Foto: Reprodução / FGM

Artistas se manifestam

Após o incêndio no domingo, Carlinhos Brown fez uma postagem no Instagram lamentando o ocorrido. O músico afirmou que “Mãe Stella está no Orum (no céu) em um ponto inatingível pelas nossas discórdias e pelas nossas disvalias”.

“O que o povo afroascendente quer é paz. Não estamos pedindo nada de ninguém, não estamos obrigando e envolvendo em nenhum tipo de crença.

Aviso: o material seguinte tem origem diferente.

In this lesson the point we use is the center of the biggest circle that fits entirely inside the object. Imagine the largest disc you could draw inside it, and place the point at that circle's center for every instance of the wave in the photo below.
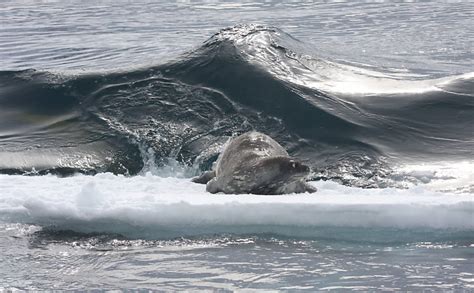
(151, 207)
(349, 121)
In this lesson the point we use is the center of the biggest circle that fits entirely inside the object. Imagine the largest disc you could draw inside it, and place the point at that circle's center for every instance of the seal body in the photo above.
(255, 163)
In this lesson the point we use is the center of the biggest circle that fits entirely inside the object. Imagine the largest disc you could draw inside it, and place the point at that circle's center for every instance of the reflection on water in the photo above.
(33, 258)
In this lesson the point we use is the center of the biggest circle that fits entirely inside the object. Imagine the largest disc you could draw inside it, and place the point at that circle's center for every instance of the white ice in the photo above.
(135, 205)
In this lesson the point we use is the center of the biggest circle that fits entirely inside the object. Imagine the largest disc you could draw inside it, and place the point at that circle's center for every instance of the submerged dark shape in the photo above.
(255, 163)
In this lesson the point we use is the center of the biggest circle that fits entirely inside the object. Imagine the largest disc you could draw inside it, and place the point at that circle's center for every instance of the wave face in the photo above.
(349, 122)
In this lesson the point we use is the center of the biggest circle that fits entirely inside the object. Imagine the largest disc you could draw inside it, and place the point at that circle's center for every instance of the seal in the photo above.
(255, 163)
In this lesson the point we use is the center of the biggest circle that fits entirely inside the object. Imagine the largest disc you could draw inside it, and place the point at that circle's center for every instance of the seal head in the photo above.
(255, 163)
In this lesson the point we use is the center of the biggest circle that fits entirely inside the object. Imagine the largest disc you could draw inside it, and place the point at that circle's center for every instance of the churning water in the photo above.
(107, 108)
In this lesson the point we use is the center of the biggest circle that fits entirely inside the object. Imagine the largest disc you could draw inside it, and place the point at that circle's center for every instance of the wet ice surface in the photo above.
(265, 248)
(65, 260)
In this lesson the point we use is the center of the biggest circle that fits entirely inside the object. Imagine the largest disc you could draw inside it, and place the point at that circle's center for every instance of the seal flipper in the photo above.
(205, 177)
(212, 186)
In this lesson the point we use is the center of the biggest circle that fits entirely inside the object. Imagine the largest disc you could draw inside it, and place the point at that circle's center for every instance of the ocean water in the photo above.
(108, 108)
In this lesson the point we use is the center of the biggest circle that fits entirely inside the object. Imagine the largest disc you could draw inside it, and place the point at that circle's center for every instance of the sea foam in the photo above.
(156, 207)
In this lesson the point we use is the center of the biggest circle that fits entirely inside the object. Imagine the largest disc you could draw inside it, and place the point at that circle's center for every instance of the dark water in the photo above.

E que fique claro que Deus nem sequer tem religião, foram os homens que criaram esta idéia separatista através de um Deus que impusemos ao outro nos faz se perder. Coloca o mundo sem solução para as violências, para a fome e para tantas outras coisas. Porque somos nós ou alguns de nós semeadores da discórdia. Enquanto houver discórdia, Deus não ouvirá ninguém”, escreveu na legenda da foto da escultura de Mãe Stella.

Nos comentários, diversos artistas manifestaram apoio ao posicionamento de Brown, como Fafá de Belém, Emanuelle Araújo e Lulu Santos.

Margareth Menezes também se manifestou pelas redes sociais. “Essas coisas só mostraram o piscicopatismo do extremismo religioso. Mãe Stella deixou um legado imenso de benéficos e bênções nas vidas de muitas pessoas. Que os culpados sejam punidos”, escreveu nos stories do Instagram.

O cantor Tonho Matéria também lamentou o caso e afirmou: “Pra mim é impossível acreditar que Deus exista odiando àqueles que não estão em templos luxuosos carregados de ódios e intolerâncias”.

 “A violência e a intolerância contra as religiões de matriz africana são inadmissíveis numa sociedade democrática, dentro de um estado laico. Mãe Stella de Oxóssi foi uma grande líder religiosa, uma mulher inteligente, culta e motivo de orgulho para todo povo baiano, pro povo brasileiro”, escreveu Daniela Mercury.

Através do Twitter, a banda Olodum também se manifestou: “Lamentável o incêndio criminoso na estátua de Mãe Stella de Oxóssi, ocorrido nesta madrugada. Não é a primeira vez que isso acontece e a pergunta que fica é: até quando a intolerância prevalecerá no nosso país? Na nossa cidade?”

Sobre o monumento

Em 2019, a escultura foi pichada e uma placa arrancada. Oxóssi era o orixá de cabeça de Mãe Stella e um dos principais do Candomblé. Ligado à natureza, ele é responsável por prover as refeições de todos, além de ser um forte guerreiro e grande sábio. Oxóssi, que é caçador, carrega um arco e flecha.

O monumento foi instalado e inaugurado em abril de 2019, cerca de cinco meses após a morte de Mãe Stella. A yaloxirá morreu aos 93 anos, em dezembro de 2018, e foi uma das principais mães de santo do país.

A obra completa tem 8,5 metros de altura, incluindo uma base de concreto de dois metros. A estátua de Mãe Stella tem tamanho real e, somada ao trono onde está sentada, chega a mais dois metros de altura. Já Oxóssi, que também está em cima da base, tem 6,5 metros.

Uma nova estátua de Mãe Stella de Oxóssi deve ser construída no bairro de Stella Maris, no mesmo local em que ficava a que foi incendiada.